Michael'ın özgüveni tamamen yersiz değildi.

Nitekim usta sınıfının içinde Michael oldukça güçlüydü.

Michael Ryan Bloom'un tarihe geçecek bir yeteneğe sahip olduğu bir gerçekti.

Peki, tarihe iz bırakanların sayısı bir mi, iki mi?

“İmparatorlukta bile sizden üstün yeteneklere sahip en az üç kişi var.”

Michael Ryanbloom, önceki hayatında kendisinden çok daha genç bir kız tarafından yenildiğinde 25 yaşındaydı.

Bu olay onu kılıç eğitimine yeniden başlamaya ve sonunda usta seviyesine ulaşmaya itti.

Ama usta seviyesine ulaşmasına rağmen o kızı yenemedi.

Bu kız daha sonra Kılıç İmparatoriçesi olarak tanınacaktı.

“Michael Ryan Bloom, kendini beğenmiş olma. Kibirli olma. En iyisi olduğunu düşünme. Her zaman seni geçebilecek birinin olabileceğini unutma.”

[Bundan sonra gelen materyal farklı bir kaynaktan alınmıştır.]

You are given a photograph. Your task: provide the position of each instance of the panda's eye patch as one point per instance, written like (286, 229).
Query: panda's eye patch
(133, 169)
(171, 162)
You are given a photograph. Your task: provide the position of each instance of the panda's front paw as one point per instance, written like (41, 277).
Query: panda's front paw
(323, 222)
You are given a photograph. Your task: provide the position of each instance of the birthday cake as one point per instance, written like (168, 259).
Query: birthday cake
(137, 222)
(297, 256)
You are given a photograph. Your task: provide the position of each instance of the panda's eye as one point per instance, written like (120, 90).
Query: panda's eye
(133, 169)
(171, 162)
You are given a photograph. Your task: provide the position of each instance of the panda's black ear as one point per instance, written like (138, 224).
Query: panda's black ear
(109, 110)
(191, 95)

Michael, Damien'a şaşkın bir ifadeyle baktı ve sonra ihtiyatla sordu, “S-Siz de böyle düşünüyor musunuz, Sir Damien?”

“Hayır, hiç de değil. Ben en iyisiyim,” diye cevapladı Damien.

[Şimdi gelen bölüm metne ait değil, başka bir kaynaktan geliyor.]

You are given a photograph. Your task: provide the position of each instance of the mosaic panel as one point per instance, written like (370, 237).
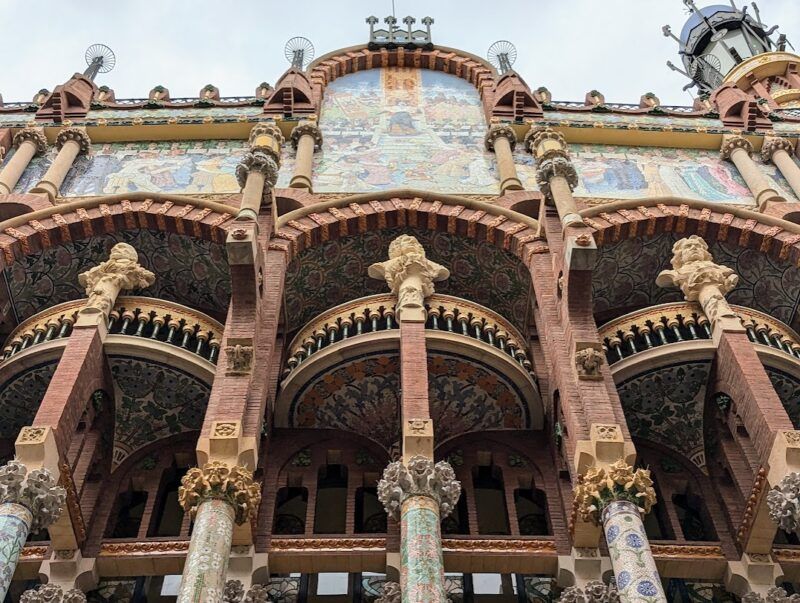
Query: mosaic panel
(666, 406)
(190, 271)
(625, 275)
(336, 272)
(403, 127)
(153, 401)
(20, 397)
(362, 395)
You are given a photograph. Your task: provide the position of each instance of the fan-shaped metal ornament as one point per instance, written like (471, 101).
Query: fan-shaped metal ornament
(299, 51)
(502, 55)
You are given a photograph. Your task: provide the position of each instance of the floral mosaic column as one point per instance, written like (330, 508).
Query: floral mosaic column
(28, 501)
(420, 495)
(217, 496)
(618, 496)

“...Ama az önce bana dikkatli olmamı söyledin.”

Michael'ın ifadesi şaşkınlığa dönüştü.

Ancak gerçekte Damien Haksen en iyisiydi ve bunu geçmiş yaşamında kanıtladı.

“Kendimi en iyi olarak görüyorum, ancak rehavete kapılmam. Her zaman hazırlıklıyım ve tetikteyim. Nedenini biliyor musun?”

“Bilmiyorum.”

“Çünkü ne zaman, nerede, hangi tehlikenin başımıza geleceğini bilemeyiz.”

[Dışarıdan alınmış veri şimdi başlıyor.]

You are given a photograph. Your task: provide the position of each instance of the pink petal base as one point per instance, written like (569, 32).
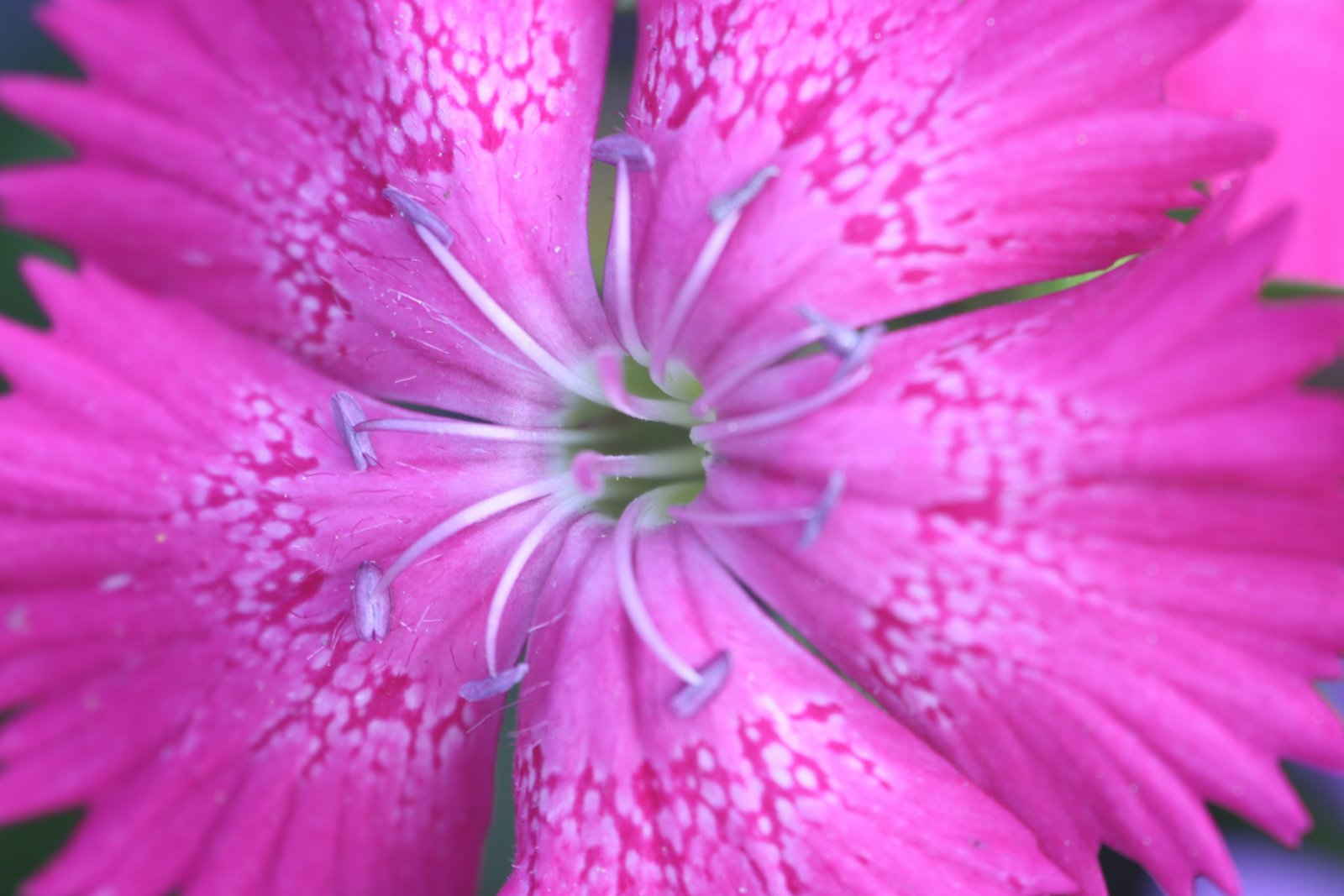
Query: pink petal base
(786, 781)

Damien, geçmiş yaşamında kaderin bir cilvesi olarak Archlich Dorugo ile karşılaştı ve bir Ölüm Şövalyesi oldu, bu da dünyanın yıkımına yol açtı. Bu süreçte, kendi ailesini kendi elleriyle öldürme vahşetine bile imza attı.

Bu yüzden Damien gerilediğinde kesin bir karar aldı: Her zaman en kötüsüne hazırlıklı olmak.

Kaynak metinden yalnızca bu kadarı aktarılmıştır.